Kyle Polich discusses NER in this podcast. My learnings are

  • What is an entity in an unstructured dataset? It depends on the context and the task that the ML algo is trying to accomplish
  • Spacy package is a python package that can do NER
  • NER is used in chatbot applications, semantic search applications
  • Lot of NER packages are good but not great
  • Market research - Parse the brands that were mentioned
  • Wikipedia has a lot of markup - Easy to do NER.
  • NER is also called entity identification, entity chunking or entity extraction
  • Spacy features
    • Topic tagging
    • Tokenization
    • POS tagging
    • Text classification
    • NER
  • You can build your own NER on top of Spacy

The Death of a Language

img

Kyle interviews Zane and Leena about the Endangered Languages Project.

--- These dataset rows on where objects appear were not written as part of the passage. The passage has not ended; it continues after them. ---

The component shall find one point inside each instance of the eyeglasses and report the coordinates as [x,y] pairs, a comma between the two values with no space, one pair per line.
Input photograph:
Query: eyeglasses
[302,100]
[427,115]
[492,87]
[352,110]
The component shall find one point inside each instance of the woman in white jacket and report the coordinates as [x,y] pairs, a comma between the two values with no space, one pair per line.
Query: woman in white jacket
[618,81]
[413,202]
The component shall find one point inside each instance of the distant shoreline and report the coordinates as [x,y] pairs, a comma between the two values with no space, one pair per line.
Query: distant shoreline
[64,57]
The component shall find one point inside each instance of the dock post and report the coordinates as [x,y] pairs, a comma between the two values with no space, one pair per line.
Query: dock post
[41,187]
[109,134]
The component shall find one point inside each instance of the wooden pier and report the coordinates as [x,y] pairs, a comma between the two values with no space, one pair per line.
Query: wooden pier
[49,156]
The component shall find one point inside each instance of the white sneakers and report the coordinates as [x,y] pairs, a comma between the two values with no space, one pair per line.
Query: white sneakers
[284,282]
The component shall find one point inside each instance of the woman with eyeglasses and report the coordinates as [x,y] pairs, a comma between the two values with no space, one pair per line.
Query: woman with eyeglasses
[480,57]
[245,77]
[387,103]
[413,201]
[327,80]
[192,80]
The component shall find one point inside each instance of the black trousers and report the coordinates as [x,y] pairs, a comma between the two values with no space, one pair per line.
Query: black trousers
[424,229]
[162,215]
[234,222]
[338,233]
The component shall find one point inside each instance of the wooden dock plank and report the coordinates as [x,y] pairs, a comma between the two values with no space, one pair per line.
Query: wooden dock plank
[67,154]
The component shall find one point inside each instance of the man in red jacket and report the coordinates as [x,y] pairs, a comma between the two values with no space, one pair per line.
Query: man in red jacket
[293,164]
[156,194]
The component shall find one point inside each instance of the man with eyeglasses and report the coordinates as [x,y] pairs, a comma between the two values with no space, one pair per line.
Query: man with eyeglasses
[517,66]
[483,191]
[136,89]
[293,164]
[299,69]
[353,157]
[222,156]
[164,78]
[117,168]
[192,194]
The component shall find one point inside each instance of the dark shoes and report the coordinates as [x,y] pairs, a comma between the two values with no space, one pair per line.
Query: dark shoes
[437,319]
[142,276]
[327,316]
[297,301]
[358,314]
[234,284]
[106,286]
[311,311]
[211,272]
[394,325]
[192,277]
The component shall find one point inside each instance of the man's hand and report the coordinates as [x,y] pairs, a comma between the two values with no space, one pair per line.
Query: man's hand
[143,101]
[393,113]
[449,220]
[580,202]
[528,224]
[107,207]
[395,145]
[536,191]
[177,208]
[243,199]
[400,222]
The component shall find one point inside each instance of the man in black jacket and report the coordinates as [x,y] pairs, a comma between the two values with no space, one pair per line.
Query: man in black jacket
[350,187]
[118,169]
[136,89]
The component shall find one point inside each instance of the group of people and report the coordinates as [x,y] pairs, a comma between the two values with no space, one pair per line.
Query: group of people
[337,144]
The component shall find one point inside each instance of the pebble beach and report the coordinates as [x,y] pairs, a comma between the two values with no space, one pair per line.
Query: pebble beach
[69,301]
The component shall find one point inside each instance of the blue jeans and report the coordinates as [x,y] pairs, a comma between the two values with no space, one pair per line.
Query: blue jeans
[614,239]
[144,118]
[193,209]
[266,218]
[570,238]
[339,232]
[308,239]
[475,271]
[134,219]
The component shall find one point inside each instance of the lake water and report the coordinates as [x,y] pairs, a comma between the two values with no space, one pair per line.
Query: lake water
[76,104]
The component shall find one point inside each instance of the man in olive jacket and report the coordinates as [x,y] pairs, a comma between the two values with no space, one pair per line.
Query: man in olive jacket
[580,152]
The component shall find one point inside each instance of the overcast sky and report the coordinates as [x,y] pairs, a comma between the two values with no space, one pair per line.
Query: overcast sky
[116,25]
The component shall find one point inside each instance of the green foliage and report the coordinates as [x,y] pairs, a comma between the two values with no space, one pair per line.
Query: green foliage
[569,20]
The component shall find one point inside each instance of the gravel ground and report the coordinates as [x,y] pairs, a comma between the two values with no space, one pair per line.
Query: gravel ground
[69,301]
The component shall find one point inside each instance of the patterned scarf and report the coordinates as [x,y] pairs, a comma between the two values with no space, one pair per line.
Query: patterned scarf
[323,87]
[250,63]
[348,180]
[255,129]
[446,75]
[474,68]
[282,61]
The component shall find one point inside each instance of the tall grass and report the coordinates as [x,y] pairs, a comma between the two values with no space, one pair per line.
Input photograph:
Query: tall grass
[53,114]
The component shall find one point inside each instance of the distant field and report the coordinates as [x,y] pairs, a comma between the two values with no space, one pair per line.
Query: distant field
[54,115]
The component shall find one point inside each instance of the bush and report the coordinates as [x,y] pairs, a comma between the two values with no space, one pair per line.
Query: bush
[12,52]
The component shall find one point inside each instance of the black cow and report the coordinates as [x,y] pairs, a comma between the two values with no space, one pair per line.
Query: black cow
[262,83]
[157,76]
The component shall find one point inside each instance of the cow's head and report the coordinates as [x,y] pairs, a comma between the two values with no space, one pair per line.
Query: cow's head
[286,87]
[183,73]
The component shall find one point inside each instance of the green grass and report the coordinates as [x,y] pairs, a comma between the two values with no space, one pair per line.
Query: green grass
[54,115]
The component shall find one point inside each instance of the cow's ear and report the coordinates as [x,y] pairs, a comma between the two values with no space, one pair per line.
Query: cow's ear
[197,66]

My learnings are

  • Project is taking in 3.5 hours of audio content from an endangered language called “Ladin”
  • It creates phonetic transcriptions from audio samples of human languages
  • Model has so far produced decent levels of vowel identifications
  • Currently working on phoneme segmentation and larger consonant categories
  • From the project blurb

In this project, we are trying to speed up the process of language documentation by building a model that produces phonetic transcriptions from audio samples of human languages. The ultimate goal of our project is to develop a model that could be applied to any human language with minimal changes. We will be using around 3-4 hours of partially labeled audio data in an endangered language called Ladin, which we are using as our main training/test data. As of now we have produced some decent results in vowel identifications and are currently working on phoneme segmentation and identification of larger consonant categories.